Note You need to log in before you can comment on or make changes to this bug.
Description Panagiotis Georgiadis 2018-05-14 12:23:40 UTC
This seems to be related to 'cri-tools'

How to reproduce:

Install the following packages:
> kubernetes-client kubernetes-kubelet kubernetes-kubeadm docker-kubic cri-tools

Run:
> kubeadm init

PS: If you get any error related a port that's being used, then stop the kubelet first (systemctl stop kubelet), reset kubeadm (kubeadm reset) and try again later.

The error you will get is:

> ERROR CRI: unable to check if the container runtime at "/var/run/dockershim.sock" is running: exit status 1
Comment 1 Valentin Rothberg 2018-05-14 12:31:26 UTC
(In reply to Panagiotis Georgiadis from comment #0)
> This seems to be related to 'cri-tools'

I don't see how cri-tools (i.e., crictl and critest) could cause this error.

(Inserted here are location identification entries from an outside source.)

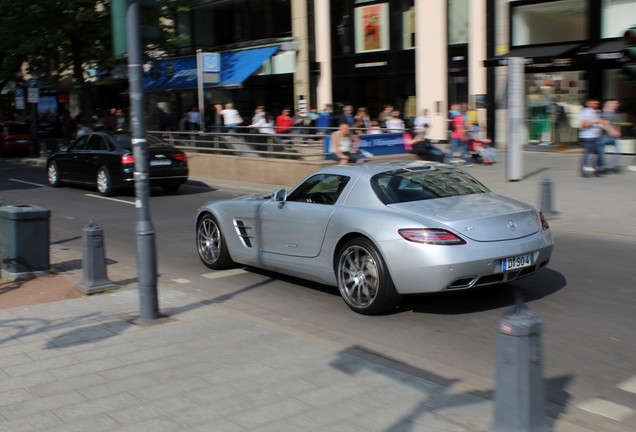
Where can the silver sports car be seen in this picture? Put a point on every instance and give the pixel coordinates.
(379, 231)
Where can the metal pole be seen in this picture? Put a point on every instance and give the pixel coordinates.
(200, 91)
(146, 253)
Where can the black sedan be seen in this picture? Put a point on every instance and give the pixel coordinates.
(105, 159)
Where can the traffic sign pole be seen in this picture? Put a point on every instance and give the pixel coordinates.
(146, 251)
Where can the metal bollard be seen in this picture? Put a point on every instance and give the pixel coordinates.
(519, 393)
(94, 277)
(546, 199)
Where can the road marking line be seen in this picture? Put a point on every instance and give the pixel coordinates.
(110, 199)
(606, 409)
(223, 273)
(29, 183)
(180, 280)
(629, 385)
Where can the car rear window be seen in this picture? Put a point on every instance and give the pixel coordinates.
(123, 141)
(422, 183)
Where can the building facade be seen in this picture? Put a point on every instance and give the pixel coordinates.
(418, 54)
(572, 51)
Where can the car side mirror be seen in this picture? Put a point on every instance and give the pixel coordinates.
(280, 195)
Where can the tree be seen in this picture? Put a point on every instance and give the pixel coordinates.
(57, 37)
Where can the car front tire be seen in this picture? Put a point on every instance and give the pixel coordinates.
(53, 175)
(104, 182)
(364, 280)
(211, 244)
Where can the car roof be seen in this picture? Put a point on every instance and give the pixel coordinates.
(370, 169)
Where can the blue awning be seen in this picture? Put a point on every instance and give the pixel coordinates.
(181, 73)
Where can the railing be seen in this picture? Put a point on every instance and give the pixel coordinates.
(307, 144)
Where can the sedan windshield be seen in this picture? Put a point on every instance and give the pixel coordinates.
(422, 183)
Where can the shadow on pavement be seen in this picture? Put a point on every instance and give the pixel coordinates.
(533, 288)
(436, 399)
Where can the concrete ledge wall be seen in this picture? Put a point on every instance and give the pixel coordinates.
(284, 172)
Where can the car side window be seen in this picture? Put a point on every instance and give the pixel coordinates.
(79, 144)
(320, 189)
(96, 143)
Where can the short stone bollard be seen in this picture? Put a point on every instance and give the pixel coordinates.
(94, 277)
(546, 199)
(520, 392)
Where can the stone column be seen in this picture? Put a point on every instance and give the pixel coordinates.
(300, 33)
(477, 54)
(324, 91)
(431, 63)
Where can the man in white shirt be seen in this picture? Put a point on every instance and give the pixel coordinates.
(589, 134)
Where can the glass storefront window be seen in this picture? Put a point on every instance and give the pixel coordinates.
(554, 102)
(618, 16)
(549, 22)
(457, 22)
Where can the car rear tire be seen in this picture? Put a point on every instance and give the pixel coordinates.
(53, 175)
(211, 244)
(104, 182)
(364, 280)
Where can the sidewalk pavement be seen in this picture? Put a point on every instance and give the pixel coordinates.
(90, 363)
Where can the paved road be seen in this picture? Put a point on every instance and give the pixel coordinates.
(585, 299)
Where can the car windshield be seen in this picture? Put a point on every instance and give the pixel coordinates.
(422, 183)
(123, 141)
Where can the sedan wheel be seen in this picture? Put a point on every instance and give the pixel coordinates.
(53, 174)
(363, 279)
(104, 183)
(211, 244)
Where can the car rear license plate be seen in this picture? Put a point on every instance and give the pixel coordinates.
(513, 263)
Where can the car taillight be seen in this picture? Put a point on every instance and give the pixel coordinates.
(544, 221)
(431, 236)
(127, 159)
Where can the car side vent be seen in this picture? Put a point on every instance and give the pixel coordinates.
(244, 232)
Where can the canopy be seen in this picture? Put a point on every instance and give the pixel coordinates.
(181, 73)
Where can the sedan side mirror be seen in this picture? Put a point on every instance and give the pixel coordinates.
(280, 195)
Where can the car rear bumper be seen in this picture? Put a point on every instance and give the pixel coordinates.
(417, 268)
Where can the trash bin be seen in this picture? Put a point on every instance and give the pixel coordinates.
(24, 241)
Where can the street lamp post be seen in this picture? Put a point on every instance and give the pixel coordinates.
(146, 252)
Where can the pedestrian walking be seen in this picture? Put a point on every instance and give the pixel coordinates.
(589, 134)
(611, 132)
(345, 145)
(459, 136)
(395, 123)
(231, 117)
(194, 118)
(284, 122)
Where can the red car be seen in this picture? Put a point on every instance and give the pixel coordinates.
(15, 137)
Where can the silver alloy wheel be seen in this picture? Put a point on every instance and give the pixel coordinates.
(103, 181)
(53, 175)
(358, 276)
(209, 241)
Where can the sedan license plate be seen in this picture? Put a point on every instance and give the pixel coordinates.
(513, 263)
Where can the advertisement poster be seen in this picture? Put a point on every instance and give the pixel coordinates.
(372, 28)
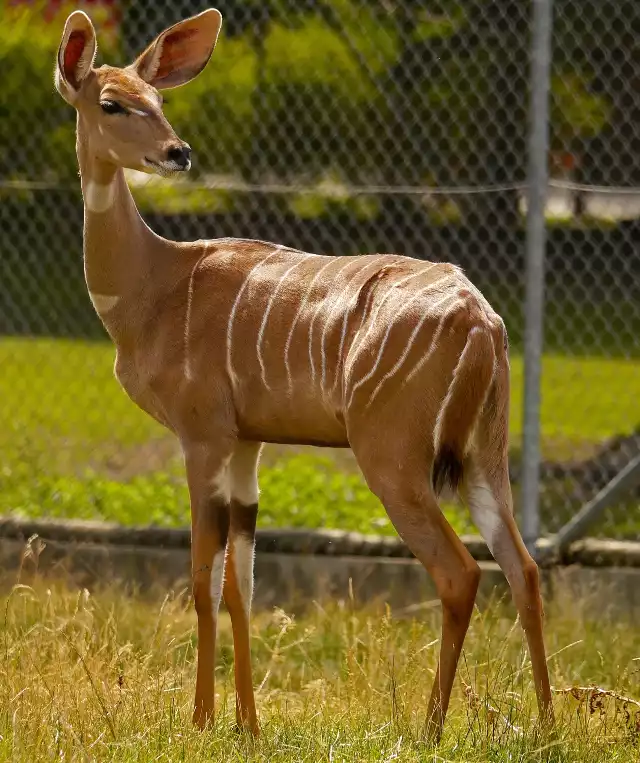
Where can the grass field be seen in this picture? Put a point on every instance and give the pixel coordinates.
(107, 677)
(74, 445)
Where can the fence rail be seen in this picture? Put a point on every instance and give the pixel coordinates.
(490, 134)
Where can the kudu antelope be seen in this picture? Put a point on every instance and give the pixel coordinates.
(230, 343)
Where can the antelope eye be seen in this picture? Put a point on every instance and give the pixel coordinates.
(112, 107)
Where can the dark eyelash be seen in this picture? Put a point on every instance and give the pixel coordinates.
(112, 107)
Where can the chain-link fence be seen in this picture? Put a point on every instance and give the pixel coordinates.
(340, 126)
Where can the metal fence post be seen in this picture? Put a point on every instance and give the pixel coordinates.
(535, 251)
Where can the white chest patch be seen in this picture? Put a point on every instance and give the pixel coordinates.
(99, 197)
(103, 303)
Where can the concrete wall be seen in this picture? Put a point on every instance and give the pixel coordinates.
(294, 568)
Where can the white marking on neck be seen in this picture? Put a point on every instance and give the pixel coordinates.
(187, 320)
(243, 556)
(216, 582)
(296, 318)
(321, 304)
(267, 312)
(99, 197)
(232, 314)
(398, 364)
(103, 303)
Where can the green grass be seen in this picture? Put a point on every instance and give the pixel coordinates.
(108, 677)
(74, 445)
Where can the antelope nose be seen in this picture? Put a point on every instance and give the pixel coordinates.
(181, 155)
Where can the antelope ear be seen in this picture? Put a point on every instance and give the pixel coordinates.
(181, 52)
(76, 54)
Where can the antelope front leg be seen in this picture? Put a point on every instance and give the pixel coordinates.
(208, 478)
(238, 583)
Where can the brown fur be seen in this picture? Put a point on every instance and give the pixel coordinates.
(399, 359)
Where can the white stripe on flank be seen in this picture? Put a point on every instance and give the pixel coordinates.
(103, 303)
(216, 582)
(387, 294)
(434, 343)
(296, 318)
(232, 314)
(407, 349)
(385, 338)
(346, 309)
(243, 554)
(263, 325)
(313, 320)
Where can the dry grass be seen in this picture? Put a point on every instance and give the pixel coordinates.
(106, 676)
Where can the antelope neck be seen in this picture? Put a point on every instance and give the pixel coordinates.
(117, 242)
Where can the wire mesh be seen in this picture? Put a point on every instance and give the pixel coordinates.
(337, 126)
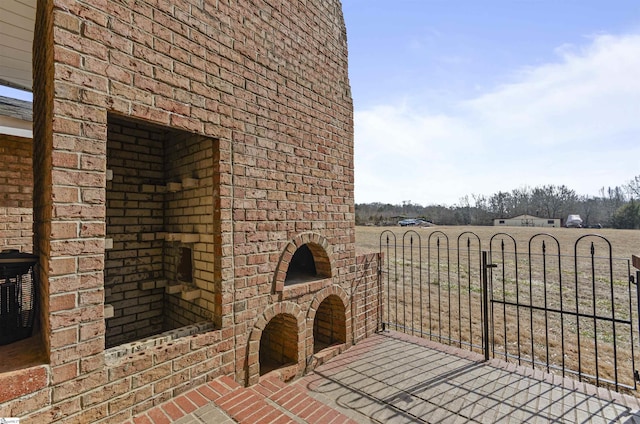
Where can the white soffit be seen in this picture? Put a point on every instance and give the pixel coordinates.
(17, 21)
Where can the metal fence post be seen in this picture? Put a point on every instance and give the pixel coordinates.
(485, 304)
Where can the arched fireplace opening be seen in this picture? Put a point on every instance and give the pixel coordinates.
(279, 343)
(309, 262)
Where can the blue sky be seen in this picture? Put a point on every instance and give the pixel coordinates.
(456, 98)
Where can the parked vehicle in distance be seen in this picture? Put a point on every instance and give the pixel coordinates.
(409, 222)
(574, 221)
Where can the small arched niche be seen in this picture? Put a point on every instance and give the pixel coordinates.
(279, 343)
(329, 324)
(309, 262)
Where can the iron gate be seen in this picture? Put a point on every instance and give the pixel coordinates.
(570, 310)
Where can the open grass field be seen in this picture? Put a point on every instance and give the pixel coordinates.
(624, 242)
(565, 307)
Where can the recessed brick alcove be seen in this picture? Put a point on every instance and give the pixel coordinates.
(306, 258)
(329, 324)
(160, 221)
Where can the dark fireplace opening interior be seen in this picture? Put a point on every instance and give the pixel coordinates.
(157, 178)
(329, 325)
(308, 263)
(279, 343)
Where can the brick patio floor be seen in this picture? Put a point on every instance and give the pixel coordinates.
(395, 378)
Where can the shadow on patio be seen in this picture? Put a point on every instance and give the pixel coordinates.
(392, 377)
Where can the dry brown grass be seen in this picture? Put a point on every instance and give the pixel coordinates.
(624, 242)
(432, 289)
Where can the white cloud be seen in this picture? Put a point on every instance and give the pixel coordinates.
(574, 122)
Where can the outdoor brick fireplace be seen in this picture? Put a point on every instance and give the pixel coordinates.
(193, 202)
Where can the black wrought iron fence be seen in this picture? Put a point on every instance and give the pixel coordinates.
(570, 310)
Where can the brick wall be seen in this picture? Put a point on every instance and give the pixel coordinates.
(265, 84)
(16, 188)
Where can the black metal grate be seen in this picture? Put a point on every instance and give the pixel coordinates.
(17, 296)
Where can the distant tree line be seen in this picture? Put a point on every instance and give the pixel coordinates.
(617, 207)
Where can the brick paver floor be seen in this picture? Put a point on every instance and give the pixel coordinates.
(394, 378)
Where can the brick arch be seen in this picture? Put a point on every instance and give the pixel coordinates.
(253, 352)
(336, 292)
(321, 250)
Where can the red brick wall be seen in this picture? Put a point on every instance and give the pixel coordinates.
(16, 188)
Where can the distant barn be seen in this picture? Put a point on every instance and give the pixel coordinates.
(527, 221)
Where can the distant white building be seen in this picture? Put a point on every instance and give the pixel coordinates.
(527, 221)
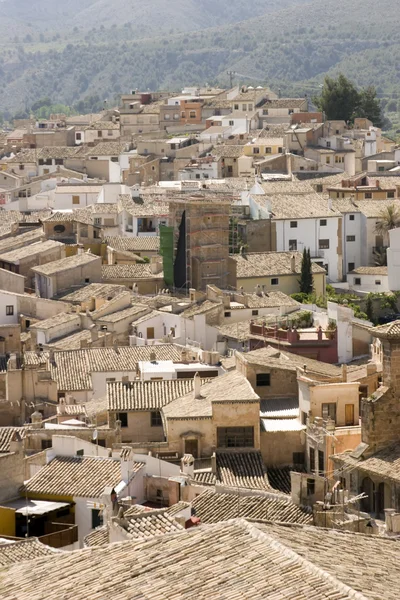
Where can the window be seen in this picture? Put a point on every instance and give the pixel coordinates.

To me it looks more like a K8s-related issue as crictl shouldn't be called in the reproducing steps. What makes you draw the conclusion that it could be crictl?
Comment 2 Panagiotis Georgiadis 2018-05-14 12:41:14 UTC
If you do the exact same procedure but remove the 'cri-tools' package, then you will see this:

> [WARNING FileExisting-crictl]: crictl not found in system path

As you can see, during the pre-flight checks, kubeadm is looking for 'crictl' binary. If it's present on the system (this is the case when cri-tools package is installed) is trying to use it, and it fails with that message:

> ERROR CRI: unable to check if the container runtime at "/var/run/dockershim.sock" is running: exit status 1

By removing the package and trying again. I end up with a different error:

> [markmaster] Will mark node ultron as master by adding a label and a taint
> error marking master: timed out waiting for the condition.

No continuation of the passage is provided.